The rise in craft gins and premium tonics has seen a corresponding rise in creativity in gin garnishes
Long gone are the days when the only choice was ‘fat’ Schweppes or Slimline, ice and a slice. Today you can get a veritable fruit bowl in your gin depending on how creative the mood of your bartender or mixologist. If you are lucky you can get your five-a-day in one hit.
The trend started in Spain when gintonics, as they are called, are practically the national drink. And where gintonics are an art form. The fishbowl shape of the Spanish Copa de Balon glass lends itself to elaborate garnishes and the Spanish style of gin garnish has spread globally.
I spoke to Mike Braff of Artisan Drinks …
Artisan Gin distillers are miles ahead of their big brand competitors, in everything from their logos, branding and advertising. There is a rise in radical experimentation in gins, beyond the basic coriander and citrus botanicals.
I think we need to thank Hendrick’s, which changed everyone’s thinking. Entrepreneurs started looking at other possibilities.
All the new wave of tonics are instrumental to the Spanish style of copas. Peppercorns, thyme, ginger and cinnamon sticks are all available in my local gin bar in Barcelona for your bespoke Gin.
Tonic, ice and a slice no more?
While your local pub may show a stubborn fondness for a highball glass with a lonely floating slice of lemon if you are lucky, or if you’re really lucky lime, there are many gin bars and gin palaces springing up all over the country dedicated to bringing you the best of G&Ts.
The Mixology Brothers
I asked Nick from The Mixology Brothers, cocktail services for hire based in London what he thought of the Spanish style of garnishing…

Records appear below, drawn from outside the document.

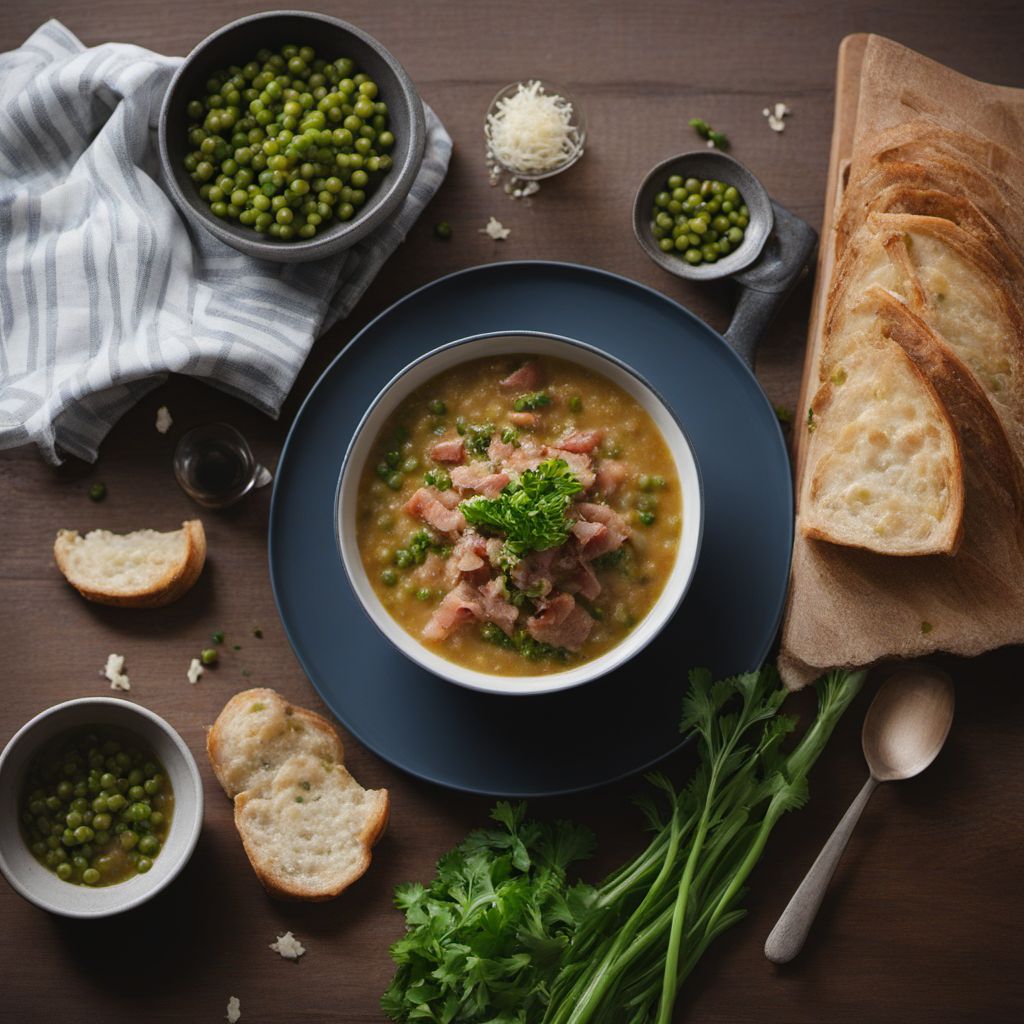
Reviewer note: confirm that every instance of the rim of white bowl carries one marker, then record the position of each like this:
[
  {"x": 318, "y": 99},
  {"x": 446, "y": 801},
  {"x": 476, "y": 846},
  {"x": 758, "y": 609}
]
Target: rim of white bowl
[
  {"x": 660, "y": 613},
  {"x": 142, "y": 887}
]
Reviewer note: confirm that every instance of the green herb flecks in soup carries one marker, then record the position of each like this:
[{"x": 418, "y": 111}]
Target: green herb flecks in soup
[{"x": 519, "y": 515}]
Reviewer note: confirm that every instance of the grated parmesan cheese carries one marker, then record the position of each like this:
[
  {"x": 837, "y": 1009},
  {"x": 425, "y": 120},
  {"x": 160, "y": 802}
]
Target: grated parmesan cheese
[
  {"x": 531, "y": 131},
  {"x": 164, "y": 420},
  {"x": 288, "y": 946},
  {"x": 114, "y": 671},
  {"x": 496, "y": 229}
]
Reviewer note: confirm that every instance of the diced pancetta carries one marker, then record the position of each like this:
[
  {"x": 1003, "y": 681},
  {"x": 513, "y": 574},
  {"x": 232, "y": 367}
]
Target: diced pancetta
[
  {"x": 578, "y": 462},
  {"x": 560, "y": 623},
  {"x": 610, "y": 476},
  {"x": 470, "y": 552},
  {"x": 427, "y": 506},
  {"x": 477, "y": 477},
  {"x": 458, "y": 606},
  {"x": 594, "y": 543}
]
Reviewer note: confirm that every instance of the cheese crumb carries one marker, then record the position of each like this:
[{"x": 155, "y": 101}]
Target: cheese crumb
[
  {"x": 164, "y": 420},
  {"x": 496, "y": 229},
  {"x": 114, "y": 671},
  {"x": 288, "y": 946},
  {"x": 531, "y": 130},
  {"x": 776, "y": 116}
]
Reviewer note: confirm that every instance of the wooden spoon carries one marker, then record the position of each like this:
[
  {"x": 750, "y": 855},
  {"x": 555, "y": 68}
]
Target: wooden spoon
[{"x": 904, "y": 729}]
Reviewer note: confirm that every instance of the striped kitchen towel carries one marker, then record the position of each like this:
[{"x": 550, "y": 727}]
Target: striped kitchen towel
[{"x": 102, "y": 288}]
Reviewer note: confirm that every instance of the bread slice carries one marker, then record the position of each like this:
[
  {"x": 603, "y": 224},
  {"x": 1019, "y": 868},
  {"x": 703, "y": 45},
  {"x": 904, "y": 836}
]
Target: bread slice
[
  {"x": 956, "y": 286},
  {"x": 307, "y": 826},
  {"x": 884, "y": 469},
  {"x": 143, "y": 569}
]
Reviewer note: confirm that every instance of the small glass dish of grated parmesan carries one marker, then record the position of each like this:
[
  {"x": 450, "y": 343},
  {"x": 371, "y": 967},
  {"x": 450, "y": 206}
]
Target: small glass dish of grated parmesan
[{"x": 534, "y": 129}]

The G&T is a really important cocktail and, done right, is a beautiful drink both in appearance and taste!
We are also very pro experimentation and flamboyance when it comes to the preparation and serving of drinks. You take the first sip with your eyes, the second with your nose and the third with your mouth. So, to ignore presentation and garnish would be a mistake.
However, there is such a thing as an over garnished drink. (Have you seen the images of a Bloody Mary garnished with a Mini Burger?!) We take a very hard stance against such serves. On occasion the ‘Spanish’ style garnish sails close to the wind.
Ultimately it’s about consumer enjoyment. If the garnish adds to that experience then we are in favour.
As with all good drinks balance is key. There is a reason that we like to fine strain many great cocktails. The feel of the drink in your mouth is very important.
So, if you fancy creating a G&T that rivals the fresh fruit counter at your local Waitrose then go for it. Let your taste buds decide how to garnish your G&T. Experiment. You don’t have to be a mixologist to enjoy gin. Raid your herb garden. And your fruit bowl. And most of all have fun!